The proposed method, named PolarSegFusionNet, is trained by using the image labels in the birds-eye-view polar domain. This repository implements several design choices for deep learning based sensor fusion architectures of 4D radar and camera data, where the fusion is performed at different network depths from which an optimal architecture is derived. Early fusion using PolarSegFusionNet is shown in the above figure: (a) camera image, (b) ground truth in BEV, (c) 4D Radar-Camera early fusion with final prediction. The models are trained and tested on the RADIal dataset. The dataset can be downloaded here.

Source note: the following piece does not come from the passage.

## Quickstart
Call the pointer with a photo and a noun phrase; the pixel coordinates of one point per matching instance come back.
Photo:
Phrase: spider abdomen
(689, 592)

The architectures with results can be briefly seen in the following video:
video_summary.mp4
- Clone the repo and set up the conda environment:
$ git clone "this repo"
$ conda create --prefix "your_path" python=3.9 -y
$ conda update -n base -c defaults conda
$ source activate "your_path"
- The following are the packages used:
$ conda install pytorch==1.12.1 torchvision==0.13.1 torchaudio==0.12.1 cudatoolkit=11.3 -c pytorch
$ pip install -U pip
$ pip3 install pkbar
$ pip3 install tensorboard
$ pip3 install pandas
$ pip3 install shapely
To train a model, a JSON configuration file should be set.

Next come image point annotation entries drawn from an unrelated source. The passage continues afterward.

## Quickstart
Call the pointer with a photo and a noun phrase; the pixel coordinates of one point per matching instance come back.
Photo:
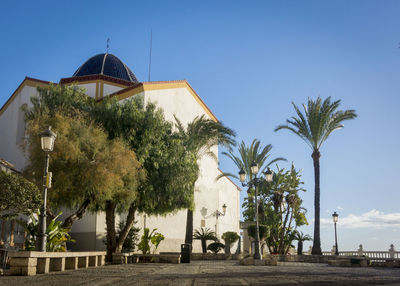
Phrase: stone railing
(127, 258)
(30, 263)
(391, 254)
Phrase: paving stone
(214, 273)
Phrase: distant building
(106, 75)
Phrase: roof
(239, 189)
(157, 85)
(106, 64)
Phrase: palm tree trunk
(316, 250)
(130, 221)
(204, 245)
(110, 225)
(189, 228)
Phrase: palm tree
(203, 235)
(247, 155)
(199, 137)
(319, 120)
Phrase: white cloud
(371, 219)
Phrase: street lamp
(255, 182)
(335, 217)
(47, 139)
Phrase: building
(12, 235)
(105, 75)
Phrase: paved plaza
(213, 273)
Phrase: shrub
(215, 246)
(229, 237)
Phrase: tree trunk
(204, 245)
(316, 250)
(189, 228)
(76, 215)
(110, 223)
(227, 248)
(300, 248)
(130, 221)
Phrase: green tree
(319, 120)
(301, 237)
(17, 195)
(57, 236)
(229, 238)
(247, 155)
(199, 136)
(203, 235)
(91, 171)
(281, 208)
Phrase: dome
(106, 64)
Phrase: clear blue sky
(248, 60)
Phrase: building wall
(210, 195)
(12, 128)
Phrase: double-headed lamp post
(255, 182)
(335, 217)
(47, 143)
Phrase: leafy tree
(216, 246)
(17, 195)
(57, 236)
(148, 237)
(280, 206)
(300, 237)
(199, 137)
(229, 237)
(203, 235)
(91, 171)
(319, 120)
(171, 171)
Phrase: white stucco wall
(108, 89)
(12, 128)
(90, 89)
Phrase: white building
(105, 75)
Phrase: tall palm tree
(249, 154)
(319, 120)
(199, 137)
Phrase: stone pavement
(213, 273)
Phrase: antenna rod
(151, 44)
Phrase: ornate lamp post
(335, 217)
(254, 183)
(47, 142)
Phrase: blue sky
(249, 60)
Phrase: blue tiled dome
(106, 64)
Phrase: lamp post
(47, 143)
(217, 215)
(255, 182)
(335, 217)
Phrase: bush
(229, 237)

The configuration file is provided here: config/config_PolarSegFusionNet.json
There are 8 architectures namely: only_camera, early_fusion, x0_fusion, x1_fusion, x2_fusion, x3_fusion, x4_fusion and after_decoder_fusion. Meaning there is a possibility to train 8 models individually.

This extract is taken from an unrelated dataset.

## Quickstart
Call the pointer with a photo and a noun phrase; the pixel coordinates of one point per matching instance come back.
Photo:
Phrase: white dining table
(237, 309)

For example, to train camera only architecture set the following config parameters appropriately:
"SegmentationHead": "True",
"radar_input": "False",
"camera_input": "True",
"fusion": "False"
And in order to train any fusion architecture set all the following to "True":
"SegmentationHead": "True",
"radar_input": "True",
"camera_input": "True",
"fusion": "True"
Moreover, it is important to select the architecture for training. With the following setting, "x2_fusion" architecture will be chosen. To choose "early_fusion" architecture, simple set "early_fusion": "True" and the remaining to "False" and so on.
"architecture": {
"only_camera": "False",
"early_fusion": "False",
"x0_fusion": "False",
"x1_fusion": "False",
"x2_fusion": "True",
"x3_fusion": "False",
"x4_fusion": "False",
"after_decoder_fusion": "False"}
Now, to train the chosen architecture, please run:
$ python 1-Train.py
To evaluate the model performance, please run:
$ python 2-Evaluation.py
To obtain qualitative results, please run:
$ python 3-Test.py
Model | mIoU | Model params (in millions) |
Weights |
---|---|---|---|
Camera Only | 81.61 | 3.28 |
Download |
Early Raw fusion | 86.54 | 3.18 |
Download |
Pre-encoder (x0) block fusion | 87.19 | 3.19 |
Download |
x1 feature block fusion | 87.44 | 3.21 |
Download |
x2 feature block fusion | 87.50 | 3.37 |
Download |
x3 feature block fusion | 87.74 | 3.93 |
Download |
x4 feature block fusion | 87.75 | 4.96 |
Download |
After Decoder fusion | 87.81 | 6.52 |
Download |
Table Notes
- Each of our models has been trained for ten times with a different random seed each time and the mean of the results are documented.
- All checkpoints are trained to 100 epochs.
- Thanks to Eindhoven University of Technology, Elektrobit Automotive GmbH and Transilvania University of Brașov for assistance in successfully achieving this.
- The code base is influenced by Julien Rebut's RADIal paper. Code Paper
The PolarSegFusionNet repo is released under the Clear BSD license. Patent status: "patent applied for".